そんな二人が急に足を止めた。理由は第二〇小隊の機動船の前に不審な人影があるからである。
「ねえリンベル。私の目が悪くなければ、うちの船の前で挙動不審に隠れているのは例のじゃじゃ馬娘だと思うんだけど」
「なんとまあ、下手くそな隠れ方だな。イグニチャフと同種の匂いを感じるぜ」
「困ったわ。第二〇小隊は人気者だから、ファンの子が来ちゃったみたい」
「ファンというよりも厄介者だろ」
そうこうしているうちにラチェッタは機動船の扉を開けようとしていた。だが恐ろしく不器用らしく、扉をガチャガチャと回しながら「このおんぼろ船、壊れてやがるな!」と愚痴を飛ばした。取手がきちんと回りきっていないのだと気付いた彼女は恥ずかしそうに周囲を確認し、こそ泥のような動きで船内に入っていく。

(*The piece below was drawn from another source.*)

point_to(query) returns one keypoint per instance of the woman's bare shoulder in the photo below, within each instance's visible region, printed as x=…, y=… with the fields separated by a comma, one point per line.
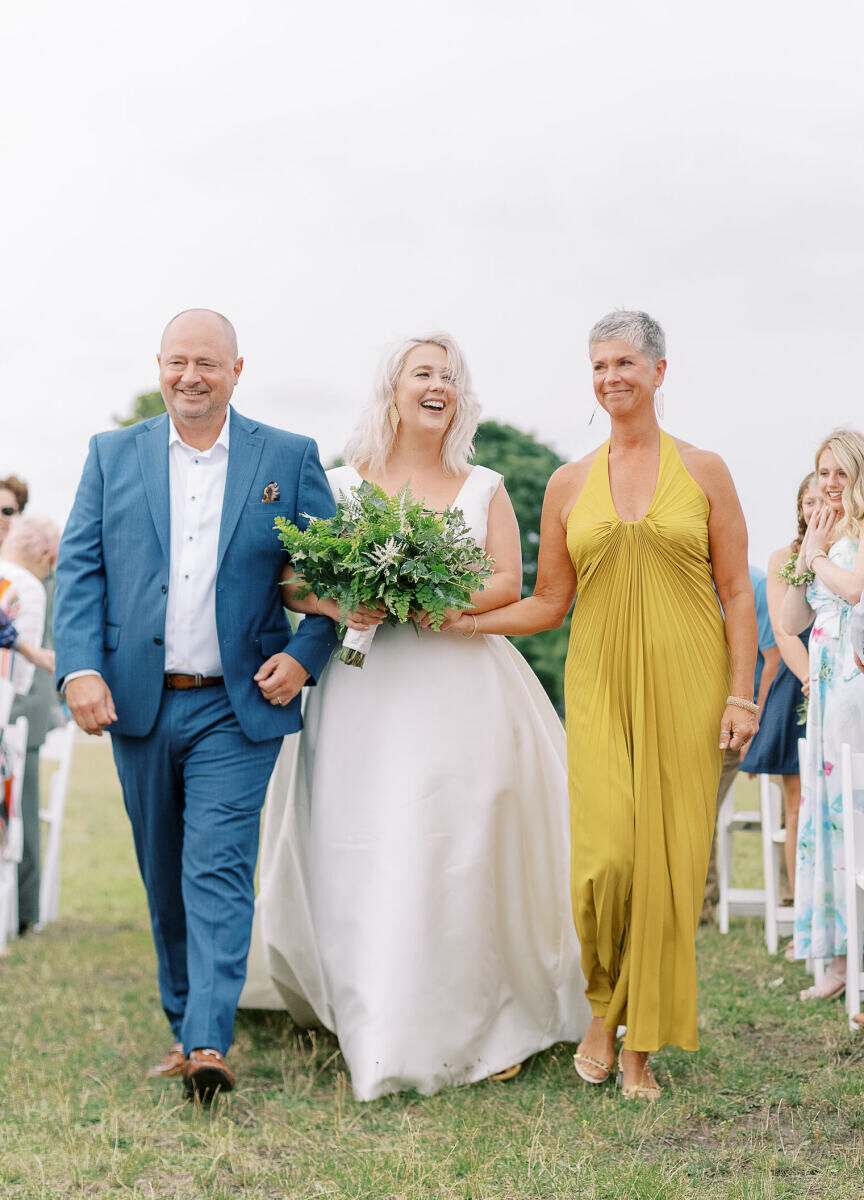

二人は顔を見合わせた。まさか泥棒の犯行現場に居合わせることになるとは。裏切り者発言について問い正そうとしていたナターシャにとっては丁度良い。
「後をつけましょうリンベル。面白い展開になってきた」
「楽しそうだなナターシャ。お前の船が狙われているってのに良いのか?」
「大丈夫よ。あんな手際の悪い泥棒がうちの船に侵入したって何もできないわ。それに、折角なら楽しんだ方が得だと思わない?」
「それは同感」
二人が笑みを浮かべて頷き合う。その顔はかつてヌークポウで悪名を知らしめた悪戯っ子の表情であった。